Kalau kita ngomongin Yogyakarta, biasanya langsung kebayang Malioboro, gudeg, atau keraton dengan segala keagungannya. Tapi ada satu hal yang sering kelewat dari obrolan: kampung-kampung kecil di dalam benteng keraton. Nama kampung itu bukan asal tempel, melainkan jejak sejarah hidup yang nempel sampai hari ini—warisan dari para Abdi Dalem, orang-orang yang dulu jadi “tulang punggung” jalannya kerajaan.
Abdi Dalem ini ibarat roda kecil yang bikin mesin besar keraton tetap muter. Ada yang urus rambut, bikin kereta, nyiapin nasi kebuli, sampai sekadar ngurusi lampu minyak. Dan karena mereka punya peran penting, tiap kelompok Abdi Dalem dulu dapat jatah pemukiman khusus. Letaknya nggak jauh dari keraton, bahkan banyak yang masih ada di area Njeron Benteng.
Sekarang, tentu pemukiman itu udah berubah. Nggak lagi dihuni khusus Abdi Dalem, tapi warga biasa macam kita. Namun, jejak sejarahnya masih hidup lewat nama kampung—toponim yang tetap abadi meski penghuninya berganti.
Coba deh kita jalan-jalan ke dalam benteng, nama-nama kampung itu kayak potongan puzzle sejarah. Ada Musikanan, tempat dulu Abdi Dalem musikan memainkan musik Eropa buat jamuan resmi. Ada Ngrambutan, kampung para penata rambut bangsawan. Ada juga Kenekan, markas para kenek kereta yang tugasnya ikut duduk di belakang, biar kereta kerajaan jalan mulus.
Kalau mau yang lebih “keras”, ada Pandean, kampung para pandai besi yang bikin segala peralatan dari besi. Atau Bludiran, yang namanya nyomot dari bahasa Belanda borduuren karena isinya tukang jahit dan bordir busana kerajaan. Lalu ada Kemitbumen yang tugasnya sederhana tapi krusial: merawat halaman keraton.
Yang paling bikin ngiler? Ya jelas Gebulen dan Sekullanggen. Dari nama aja udah ketahuan: dapurnya kerajaan. Gebulen bikin nasi kebuli, sementara Sekullanggen nyiapin nasi langgi. Dua pawon ini masih hidup sampai sekarang, dikenal sebagai Pawon Kilen (barat) dan Pawon Wetan (timur).

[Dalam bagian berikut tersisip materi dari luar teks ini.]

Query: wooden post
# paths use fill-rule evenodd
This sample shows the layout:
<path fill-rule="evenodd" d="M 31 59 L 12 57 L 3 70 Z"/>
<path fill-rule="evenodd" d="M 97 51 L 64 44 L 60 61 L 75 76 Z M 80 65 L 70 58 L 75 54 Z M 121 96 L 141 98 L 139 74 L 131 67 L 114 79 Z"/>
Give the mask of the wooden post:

Nggak kalah unik ada Mantrigawen, kampungnya kepala pegawai keraton. Ada Pesindenan, jelas tempatnya para sinden. Ada juga Gamelan, tapi jangan salah kira—bukan soal alat musik, melainkan Abdi Dalem yang ngurusi kuda Sultan.

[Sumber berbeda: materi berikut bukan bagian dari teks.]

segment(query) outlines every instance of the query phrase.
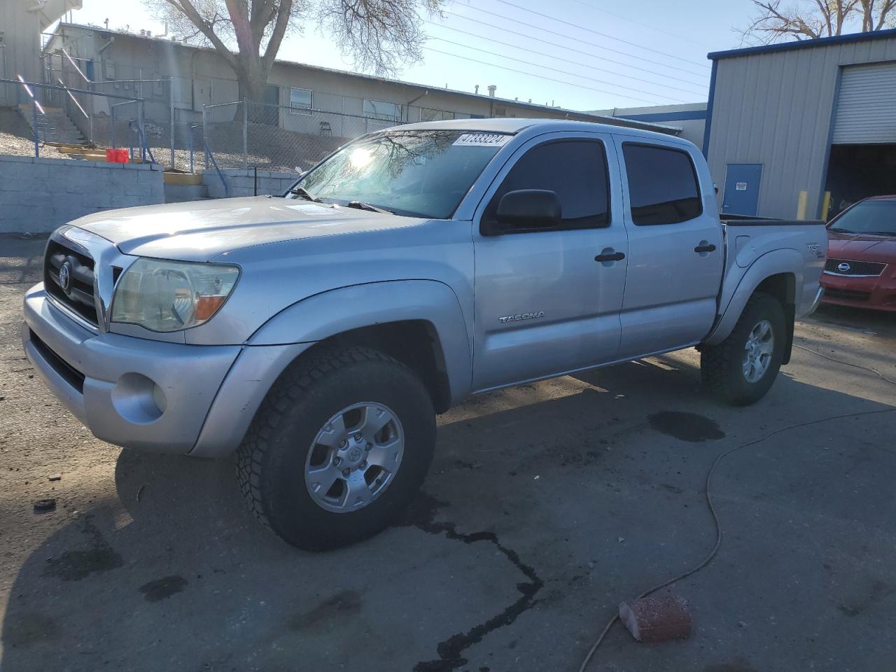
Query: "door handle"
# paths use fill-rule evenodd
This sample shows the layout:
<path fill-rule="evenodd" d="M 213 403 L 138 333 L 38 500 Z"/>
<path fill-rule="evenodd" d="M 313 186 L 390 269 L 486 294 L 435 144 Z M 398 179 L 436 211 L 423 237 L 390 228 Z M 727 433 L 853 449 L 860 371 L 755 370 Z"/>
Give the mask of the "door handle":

Kalau pengin suasana lebih meriah, ada Namburan, kampung penabuh tambur. Atau Siliran, tempat orang yang dulu kerjaannya ribet banget: ngurus lampu minyak satu per satu sebelum ada listrik. Jangan lupa Patehan, yang sampai sekarang masih terkenal dengan tradisi minumnya, karena dulu jadi markas penyaji minuman Sultan.

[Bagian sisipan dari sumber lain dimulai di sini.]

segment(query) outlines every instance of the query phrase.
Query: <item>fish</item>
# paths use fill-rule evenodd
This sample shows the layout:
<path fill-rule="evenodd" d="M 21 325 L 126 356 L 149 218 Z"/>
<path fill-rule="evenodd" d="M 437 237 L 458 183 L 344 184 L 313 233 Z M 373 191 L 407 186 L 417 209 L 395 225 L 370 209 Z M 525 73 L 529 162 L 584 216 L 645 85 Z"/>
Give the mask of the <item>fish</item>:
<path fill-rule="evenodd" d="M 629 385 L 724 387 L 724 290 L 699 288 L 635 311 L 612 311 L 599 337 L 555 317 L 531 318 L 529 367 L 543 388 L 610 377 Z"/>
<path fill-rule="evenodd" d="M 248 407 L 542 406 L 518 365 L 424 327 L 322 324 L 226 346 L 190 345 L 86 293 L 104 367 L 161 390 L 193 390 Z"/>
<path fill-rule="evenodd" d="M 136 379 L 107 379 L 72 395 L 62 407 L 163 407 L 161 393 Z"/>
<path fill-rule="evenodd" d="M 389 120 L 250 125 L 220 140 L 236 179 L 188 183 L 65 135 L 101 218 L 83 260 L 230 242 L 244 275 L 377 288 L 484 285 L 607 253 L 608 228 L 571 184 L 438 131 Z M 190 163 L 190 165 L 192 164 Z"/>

Ada juga kisah lain yang agak getir: Polowijan, kampung Abdi Dalem dengan kelainan fisik. Lalu Rotowijayan, tempat pembuat kereta sekaligus sais yang bikin kereta kerajaan melaju gagah.
Kalau kita tarik garis besar, toponim kampung-kampung ini bukan cuma sekadar nama. Ia adalah memoar kota, cara Jogja bercerita tanpa harus menulis panjang lebar. Bayangin aja, tiap kali kita lewat kampung dengan nama unik itu, sebenarnya kita lagi lewat “arsip hidup” tentang bagaimana keraton dan kota tumbuh bareng.
Jogja itu istimewa, salah satunya karena masih punya penanda yang bikin wajah kota nggak kehilangan identitas. Sebab, kota tanpa jejak sejarah ibarat wajah tanpa mata—ada tapi kosong. Dan kampung-kampung Abdi Dalem ini adalah salah satu cara Jogja menjaga matanya tetap terbuka.